Dr Keenan-Jones has plenty of hands-on experience at excavations in Australia, Italy and Israel.
“I get to use the latest imaging and geochemical techniques to develop high-resolution histories of where the water came from, how it was controlled and distributed, its quality and how it was affected by changes in rainfall patterns and temperature,” he said.
“These tools help with making large-scale comparisons between physical factors like climatic and environmental variability and human elements like population dynamics, land use, disease, governance and economic stability.
“Applying a humanities-based interpretative framework means we can connect technological advancement to social development and gain a better understanding of how some civilisations survived and thrived while others succumbed to human or environmental forces.”
Dr Keenan-Jones believes the opportunities to collaborate university-wide and globally have enriched his experience as an academic in UQ’s Faculty of Humanities and Social Sciences. He enjoys the freedom to explore research possibilities that satisfy his intellectual curiosity and exercise his distinctive skillset.

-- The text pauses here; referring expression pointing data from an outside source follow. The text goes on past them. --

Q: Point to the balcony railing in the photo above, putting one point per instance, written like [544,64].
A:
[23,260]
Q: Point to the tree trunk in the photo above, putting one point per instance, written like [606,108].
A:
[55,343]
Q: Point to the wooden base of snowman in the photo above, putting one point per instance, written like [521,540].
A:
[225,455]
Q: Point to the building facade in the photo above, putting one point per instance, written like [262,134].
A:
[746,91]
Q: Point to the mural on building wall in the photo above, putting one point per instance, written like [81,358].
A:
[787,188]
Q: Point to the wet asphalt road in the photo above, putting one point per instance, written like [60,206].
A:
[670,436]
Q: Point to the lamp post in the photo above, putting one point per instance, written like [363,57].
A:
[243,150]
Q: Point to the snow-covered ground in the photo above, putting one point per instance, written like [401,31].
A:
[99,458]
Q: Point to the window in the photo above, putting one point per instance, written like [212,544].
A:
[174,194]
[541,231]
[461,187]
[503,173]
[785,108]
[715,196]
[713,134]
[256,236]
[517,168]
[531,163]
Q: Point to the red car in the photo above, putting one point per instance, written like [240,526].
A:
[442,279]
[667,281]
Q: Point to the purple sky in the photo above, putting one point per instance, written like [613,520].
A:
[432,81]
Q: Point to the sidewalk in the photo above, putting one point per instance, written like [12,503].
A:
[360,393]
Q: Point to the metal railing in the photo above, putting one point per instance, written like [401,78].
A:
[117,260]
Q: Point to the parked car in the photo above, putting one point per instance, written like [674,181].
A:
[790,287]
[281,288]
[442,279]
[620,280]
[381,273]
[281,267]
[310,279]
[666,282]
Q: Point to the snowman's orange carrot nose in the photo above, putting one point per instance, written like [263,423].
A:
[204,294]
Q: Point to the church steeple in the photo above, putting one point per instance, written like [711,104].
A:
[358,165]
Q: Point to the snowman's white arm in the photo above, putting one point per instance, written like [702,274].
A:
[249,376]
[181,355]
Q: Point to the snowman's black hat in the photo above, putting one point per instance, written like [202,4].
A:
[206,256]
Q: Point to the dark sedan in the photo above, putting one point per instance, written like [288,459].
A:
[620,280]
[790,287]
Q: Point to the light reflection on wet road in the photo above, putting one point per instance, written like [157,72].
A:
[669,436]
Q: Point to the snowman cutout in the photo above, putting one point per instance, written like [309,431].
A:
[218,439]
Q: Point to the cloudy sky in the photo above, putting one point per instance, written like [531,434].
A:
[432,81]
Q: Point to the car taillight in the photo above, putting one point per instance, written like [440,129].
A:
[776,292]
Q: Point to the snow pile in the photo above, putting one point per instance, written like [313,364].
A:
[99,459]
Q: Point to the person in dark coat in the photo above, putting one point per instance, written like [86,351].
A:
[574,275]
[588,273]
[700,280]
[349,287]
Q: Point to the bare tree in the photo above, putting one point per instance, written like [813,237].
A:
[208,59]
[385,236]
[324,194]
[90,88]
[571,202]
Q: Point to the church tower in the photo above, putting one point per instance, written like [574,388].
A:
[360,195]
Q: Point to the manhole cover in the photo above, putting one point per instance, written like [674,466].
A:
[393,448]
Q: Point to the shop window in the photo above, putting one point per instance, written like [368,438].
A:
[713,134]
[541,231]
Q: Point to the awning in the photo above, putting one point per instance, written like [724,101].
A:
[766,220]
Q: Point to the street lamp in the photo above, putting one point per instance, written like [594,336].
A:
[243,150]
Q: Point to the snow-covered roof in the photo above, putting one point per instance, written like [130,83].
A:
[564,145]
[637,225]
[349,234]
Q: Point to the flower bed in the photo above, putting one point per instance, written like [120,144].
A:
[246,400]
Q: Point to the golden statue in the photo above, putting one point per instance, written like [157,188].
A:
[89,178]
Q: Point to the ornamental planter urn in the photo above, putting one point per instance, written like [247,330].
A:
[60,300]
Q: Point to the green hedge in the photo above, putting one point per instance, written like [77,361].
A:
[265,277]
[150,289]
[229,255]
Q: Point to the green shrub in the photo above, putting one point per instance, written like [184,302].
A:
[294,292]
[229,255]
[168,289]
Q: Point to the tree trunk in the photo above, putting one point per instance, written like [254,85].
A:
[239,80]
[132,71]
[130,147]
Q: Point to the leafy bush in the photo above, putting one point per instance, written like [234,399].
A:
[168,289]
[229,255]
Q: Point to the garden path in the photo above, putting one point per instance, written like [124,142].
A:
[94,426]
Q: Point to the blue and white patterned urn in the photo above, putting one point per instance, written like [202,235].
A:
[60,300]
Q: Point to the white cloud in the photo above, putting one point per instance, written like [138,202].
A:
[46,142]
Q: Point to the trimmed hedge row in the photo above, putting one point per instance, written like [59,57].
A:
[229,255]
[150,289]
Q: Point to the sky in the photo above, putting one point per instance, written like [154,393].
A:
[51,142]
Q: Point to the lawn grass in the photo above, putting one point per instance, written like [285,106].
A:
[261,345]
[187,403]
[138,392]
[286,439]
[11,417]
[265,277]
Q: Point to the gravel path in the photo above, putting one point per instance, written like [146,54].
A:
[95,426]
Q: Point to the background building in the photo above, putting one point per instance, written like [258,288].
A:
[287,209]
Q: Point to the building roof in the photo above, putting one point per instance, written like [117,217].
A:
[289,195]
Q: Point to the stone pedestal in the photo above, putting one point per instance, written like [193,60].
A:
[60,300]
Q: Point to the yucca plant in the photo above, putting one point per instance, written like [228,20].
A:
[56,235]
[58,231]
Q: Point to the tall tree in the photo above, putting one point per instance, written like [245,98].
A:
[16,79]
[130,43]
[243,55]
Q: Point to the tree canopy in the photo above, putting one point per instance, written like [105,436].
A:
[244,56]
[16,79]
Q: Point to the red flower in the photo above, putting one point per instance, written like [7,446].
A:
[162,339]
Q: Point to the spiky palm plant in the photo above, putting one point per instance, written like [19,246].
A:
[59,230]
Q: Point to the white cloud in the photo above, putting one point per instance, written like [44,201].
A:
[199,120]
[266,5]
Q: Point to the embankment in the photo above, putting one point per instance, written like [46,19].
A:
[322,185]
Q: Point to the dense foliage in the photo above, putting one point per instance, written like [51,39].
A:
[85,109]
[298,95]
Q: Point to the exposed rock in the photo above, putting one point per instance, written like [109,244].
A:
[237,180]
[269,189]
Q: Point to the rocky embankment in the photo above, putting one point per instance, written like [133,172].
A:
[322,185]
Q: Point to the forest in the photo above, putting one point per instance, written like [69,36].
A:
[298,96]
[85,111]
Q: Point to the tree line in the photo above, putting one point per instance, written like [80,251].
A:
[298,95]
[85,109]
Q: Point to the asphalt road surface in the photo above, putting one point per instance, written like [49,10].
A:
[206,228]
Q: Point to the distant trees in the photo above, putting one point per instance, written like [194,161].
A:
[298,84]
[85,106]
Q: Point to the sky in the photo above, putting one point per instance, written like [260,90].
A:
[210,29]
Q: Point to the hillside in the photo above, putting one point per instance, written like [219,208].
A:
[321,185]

Researchers who are fluent in the languages of different disciplines are somewhat rare, especially ones whose ability to interpret evidence spans the apparent poles of engineering and humanities.
While a hydrologist might not glean much from a particular piece of ancient waste water evidence, an archaeologist or historian could consider it a treasure. With Dr Keenan-Jones’s quantitative and qualitative research expertise, the implications of the discovery are more likely to reach the surface.